Secondly, an introgression was detected only in cv. LongReach Lancer on chromosome 3DL with the putative donor Thinopyrum ponticum (2n = 10x = 70, EEEStESt) (introgression 8). A previous study of cv. LongReach Lancer detected an introgression on chromosome 3DL from Th. ponticum8.

Thirdly, an introgression on chromosome 2AS (introgression 1) was detected in four cultivars; cv. CDC Stanley, cv. Jagger, cv. Mace, and cv. SY Mattis, with Aegilops comosa (2n = 2x = 14, M) and Aegilops uniaristata (2n = 2x = 14, N) identified as the putative diploid donors (Fig. 3). It is known from their pedigree that these four cultivars harbour an introgression from tetraploid Aegilops ventricosa (2n = 4x = 28, DN)35,36,37, which shares the N subgenome with Ae. uniaristata38. Using recently published whole genome sequencing (WGS) data for Ae. ventricosa8, a high-coverage region was detected in the same region on chromosome 2AS (Fig. 3).

Figure 3
figure 3

Introgressions on chromosome 2AS (introgressions 1 and 2). Figure shows two clusters of cultivars with two different introgressions, each depicted in one column. In both cases, we detected a region with low coverage of reads from the A-subgenome donor Triticum urartu and high coverage of reads from the putative donor species. The cultivars marked with an asterisk were used as the reference genome in the corresponding column.

In the same region on chromosome 2AS, a second introgression (introgression 2) was detected in the remaining six cultivars (cv. ArinaLrFor, cv. CDC Landmark, cv. Chinese Spring, cv. Julius, cv. LongReach Lancer, and cv. Norin61), with Aegilops markgrafii (2n = 2x = 14, C) identified as the putative diploid donor (Fig. 3). Recently, an introgression from Ae. markgrafii was produced for this region39, but it cannot be the source for these six cultivars because some of them were released a long time ago. Nevertheless, it shows that an introgression from Ae. markgrafii is likely in this region.

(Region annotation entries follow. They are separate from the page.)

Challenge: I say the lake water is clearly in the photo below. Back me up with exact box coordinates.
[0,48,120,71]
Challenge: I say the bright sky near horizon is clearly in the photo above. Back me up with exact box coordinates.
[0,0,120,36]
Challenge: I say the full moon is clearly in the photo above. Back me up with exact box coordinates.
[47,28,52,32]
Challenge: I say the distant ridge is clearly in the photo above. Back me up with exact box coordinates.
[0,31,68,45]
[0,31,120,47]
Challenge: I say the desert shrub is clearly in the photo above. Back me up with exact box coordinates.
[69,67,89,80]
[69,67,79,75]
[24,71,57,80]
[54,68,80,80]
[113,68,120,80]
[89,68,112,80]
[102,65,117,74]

For chromosome 2D, an introgression (introgression 6) was detected in four cultivars (cv. ArinaLrFor, cv. Jagger, cv. Julius, and cv. SY Mattis) with the putative donor identified as Ae. markgrafii or Ae. umbellulata (2n = 2x = 14, U). A previously reported introgression in this region19 is enriched in elite materials from Western Europe (Lehnert et al., unpublished data) and explains the highest proportion of variance in the grain yield of these materials when cultivated under optimum conditions40.

Finally, an introgression on 3DS (introgression 7) from the putative diploid donor species Ae. comosa (2n = 2x = 14, M) or Ae. uniaristata (2n = 2x = 14, N) was detected in four cultivars (cv. CDC Landmark, cv. CDC Stanley, cv. Julius, and cv. SY Mattis). We suggest that, due to the very narrow native distribution range of these two species, a polyploid taxon such as Ae. ventricosa (2x = 4n = 28, DN) or Ae. geniculata (2x = 4n = 28, MU), which are much more widespread and share a subgenome with these diploid putative donors38, is more likely to be the donor of this introgression, similar to the observation for introgression 1. To our knowledge, introgression 7 has not yet been described in the literature.

Most of these introgressions were detected using low cost and low-coverage GBS data26,27. To further reduce the costs of genotyping, we tested how much data needs to be generated from CWRs to reasonably describe introgressions in a species. To determine how much data is required to detect an introgression, reads of Ae. markgrafii mapped to cv. Julius were exemplarily subsampled from 100 to 1%. Again, the percentage of fixed-size chromosomal windows that was covered by reads was determined (Fig. S2). When using 10% and 1% of the data, higher values were detected for the introgressed region compared with the flanking regions, indicating that even 1% of these low-coverage GBS data is enough to detect introgressions.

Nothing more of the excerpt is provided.